De acuerdo con los datos que ofrece Wikipedia, "Francisco Javier Uriz Echeverría (Zagaroza, 1932) es licenciado en Derecho , profesor de castellano, poeta, dramaturgo y traductor de literatura Escandinava. Ha vivido treinta años en Estocolmo  y es cofundador de la Casa del Traductor de Tarazona. En 1966 recibió el Premio Nacional de traducción por Antología de la poesía nórdica, traducido conjuntamente con José Antonio Fernández Romero". Hecha la presentación, en los próximos cinco días este blog publicará las reflexiones de Uriz Echeverría, oportunamente aparecidas en El Trujamán, a propósito de la traducción de poesía. La primera corresponde a una entrada del 22 de julio de este año.

La traducción imposible

En un congreso celebrado hace unos años en Valladolid bajo el lema general «Poesía necesaria», fui invitado a participar en una mesa redonda integrada en dicho encuentro cuyo título era «Traducir poesía».

Pensando en lo que iba a decir me pregunté: la traducción de poesía ¿es necesaria? Si lo es la poesía, como afirmaba el lema de la reunión, también lo será, después de Babel, su traducción. El poliglotismo tiene sus límites.

Necesaria, sí. Pero ¿posible?

Traté de contestarme con vivencias de mi práctica profesional.

Aunque parezca paradójico no hay mejor lugar para comprender la imposibilidad de la traducción que un congreso de traductores.

A principios de los ochenta, cuando ya llevaba unos años traduciendo en Suecia, asistí, con la fe del neófito, a mi primer congreso o reunión de traductores, en la Biblioteca Nacional de Madrid. Llegué pensando que allí estaba la solución a todos mis problemas y me encontré con la más brillante demostración y los más apabullantes ejemplos de la imposibilidad de la traducción.

Anoté cosas tan evidentes como: La equivalencia exacta no existe. Claro que las rocas del archipiélago sueco que aparecen en un poema tienen muy poco que ver con lo que se imagina al leer la palabra ‘roca’ el gallego que vive en la Costa de la Muerte.

Un poema forma una unidad indestructible con el idioma en que está escrito. Traducido es otra cosa, otro (si sigue siendo poema).

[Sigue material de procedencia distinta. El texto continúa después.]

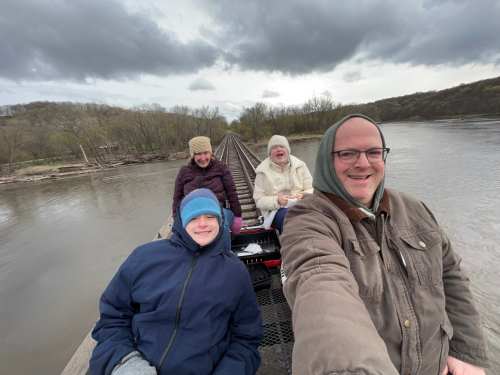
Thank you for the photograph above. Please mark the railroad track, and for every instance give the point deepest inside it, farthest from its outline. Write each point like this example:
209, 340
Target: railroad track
277, 343
242, 162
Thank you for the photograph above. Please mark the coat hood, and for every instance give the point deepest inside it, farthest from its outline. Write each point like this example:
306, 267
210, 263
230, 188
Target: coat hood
326, 180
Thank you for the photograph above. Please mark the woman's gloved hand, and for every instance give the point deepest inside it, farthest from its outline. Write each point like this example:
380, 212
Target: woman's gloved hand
236, 225
133, 364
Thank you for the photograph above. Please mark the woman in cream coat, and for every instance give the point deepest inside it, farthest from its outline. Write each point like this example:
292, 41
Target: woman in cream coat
280, 181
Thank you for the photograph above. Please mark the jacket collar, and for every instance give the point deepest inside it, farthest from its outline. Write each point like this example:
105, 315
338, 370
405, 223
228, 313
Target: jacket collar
353, 212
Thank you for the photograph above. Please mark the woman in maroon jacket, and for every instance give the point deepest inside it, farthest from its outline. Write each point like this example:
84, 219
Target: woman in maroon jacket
204, 171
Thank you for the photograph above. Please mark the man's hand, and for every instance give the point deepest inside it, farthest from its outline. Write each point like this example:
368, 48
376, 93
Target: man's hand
457, 367
282, 199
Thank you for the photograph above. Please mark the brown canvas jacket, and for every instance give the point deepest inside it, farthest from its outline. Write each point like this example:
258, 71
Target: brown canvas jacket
385, 296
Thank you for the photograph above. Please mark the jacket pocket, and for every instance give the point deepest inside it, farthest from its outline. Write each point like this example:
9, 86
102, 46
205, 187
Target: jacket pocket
425, 252
446, 335
366, 266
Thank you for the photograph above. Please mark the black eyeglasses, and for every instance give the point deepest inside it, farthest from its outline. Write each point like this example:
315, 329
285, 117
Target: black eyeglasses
374, 155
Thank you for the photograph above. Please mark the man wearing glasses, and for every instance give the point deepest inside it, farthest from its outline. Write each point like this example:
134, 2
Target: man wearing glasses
374, 284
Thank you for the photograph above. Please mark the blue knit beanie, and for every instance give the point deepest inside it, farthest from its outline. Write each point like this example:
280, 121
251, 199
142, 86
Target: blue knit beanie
199, 202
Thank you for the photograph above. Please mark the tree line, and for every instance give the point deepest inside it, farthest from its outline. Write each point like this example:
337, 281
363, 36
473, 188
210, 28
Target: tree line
48, 131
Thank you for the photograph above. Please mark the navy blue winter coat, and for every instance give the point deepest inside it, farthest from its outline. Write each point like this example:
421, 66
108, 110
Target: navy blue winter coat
187, 309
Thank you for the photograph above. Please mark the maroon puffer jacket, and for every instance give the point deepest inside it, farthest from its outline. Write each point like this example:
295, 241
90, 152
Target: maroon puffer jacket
216, 177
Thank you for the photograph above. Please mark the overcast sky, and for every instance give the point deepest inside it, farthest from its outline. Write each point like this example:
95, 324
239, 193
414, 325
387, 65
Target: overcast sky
234, 53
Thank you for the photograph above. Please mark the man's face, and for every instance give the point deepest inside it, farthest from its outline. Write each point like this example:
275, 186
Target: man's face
361, 177
279, 155
202, 159
203, 229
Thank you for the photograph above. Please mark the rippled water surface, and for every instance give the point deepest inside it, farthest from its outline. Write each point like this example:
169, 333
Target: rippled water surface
61, 241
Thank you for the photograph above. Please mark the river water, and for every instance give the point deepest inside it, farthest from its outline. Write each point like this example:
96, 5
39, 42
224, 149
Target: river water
61, 241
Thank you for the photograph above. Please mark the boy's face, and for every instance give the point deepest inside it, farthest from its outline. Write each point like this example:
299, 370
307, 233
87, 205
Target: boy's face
203, 229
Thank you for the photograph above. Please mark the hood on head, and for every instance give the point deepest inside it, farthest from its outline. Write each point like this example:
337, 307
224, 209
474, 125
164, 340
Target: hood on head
277, 140
325, 179
199, 144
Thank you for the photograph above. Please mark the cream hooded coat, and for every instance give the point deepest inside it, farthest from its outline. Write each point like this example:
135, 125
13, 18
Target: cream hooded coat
271, 179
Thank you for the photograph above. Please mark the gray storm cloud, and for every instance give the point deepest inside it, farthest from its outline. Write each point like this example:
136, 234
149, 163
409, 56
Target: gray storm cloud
201, 84
85, 39
81, 39
298, 37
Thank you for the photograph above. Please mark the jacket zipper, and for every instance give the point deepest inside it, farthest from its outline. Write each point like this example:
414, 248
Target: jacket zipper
178, 312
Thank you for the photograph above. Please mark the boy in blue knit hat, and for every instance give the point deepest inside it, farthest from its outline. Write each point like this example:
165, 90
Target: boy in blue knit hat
164, 313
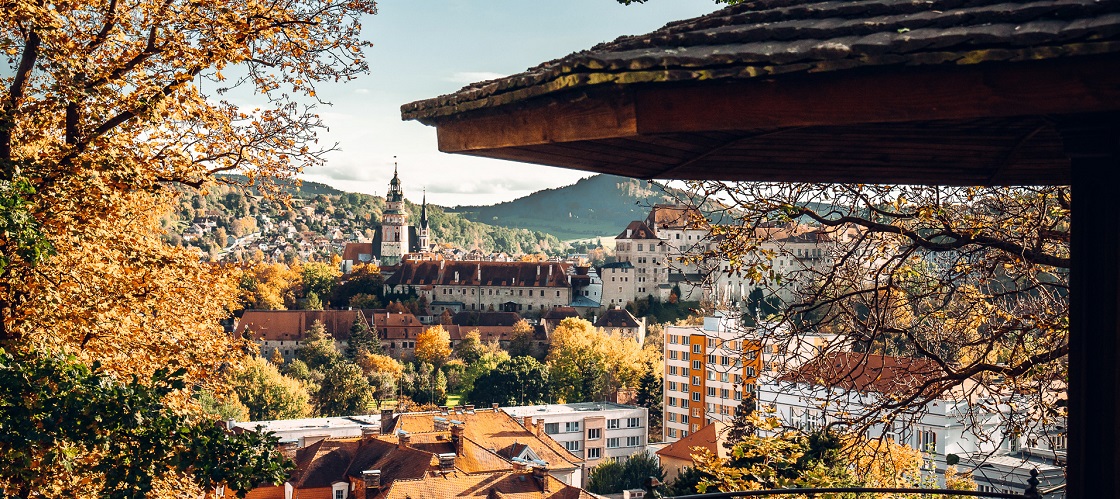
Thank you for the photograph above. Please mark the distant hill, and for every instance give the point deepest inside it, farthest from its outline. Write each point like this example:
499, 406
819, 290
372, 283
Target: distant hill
595, 206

Aún recuerdo que para demostrarlo se nos planteó un interesante problema, no por lejano menos fascinante: en un idioma africano una persona traslada a otra a hombros y en la traducción dice «llegó gracias a mí» cuando en el original pone literalmente «llegó yo herramienta».
Salí de allí convencido de que la traducción de poesía (¿toda traducción literaria?) es una actividad imposible, condenada al fracaso y me dirigí a una librería para tocar una traducción, y comprobar si, aunque fuese imposible, existía.

De la visita deduje: se hace, luego es posible. Unas veces los resultados son buenos, otras malos o regulares. Si los teóricos dicen que es imposible y en la realidad existe, ¿negamos la realidad o a los teóricos que, desafortunadamente, también existen?

Si, como nos habían demostrado, la equivalencia absoluta no existe, ¿por qué exigirla? 

Bastantes daños ha hecho históricamente el absolutismo.

Me limito a constatar que traducir poesía es simplemente aproximar al lector un poema escrito en un idioma que no es el suyo, respetando de la manera más minuciosa posible fondo y forma.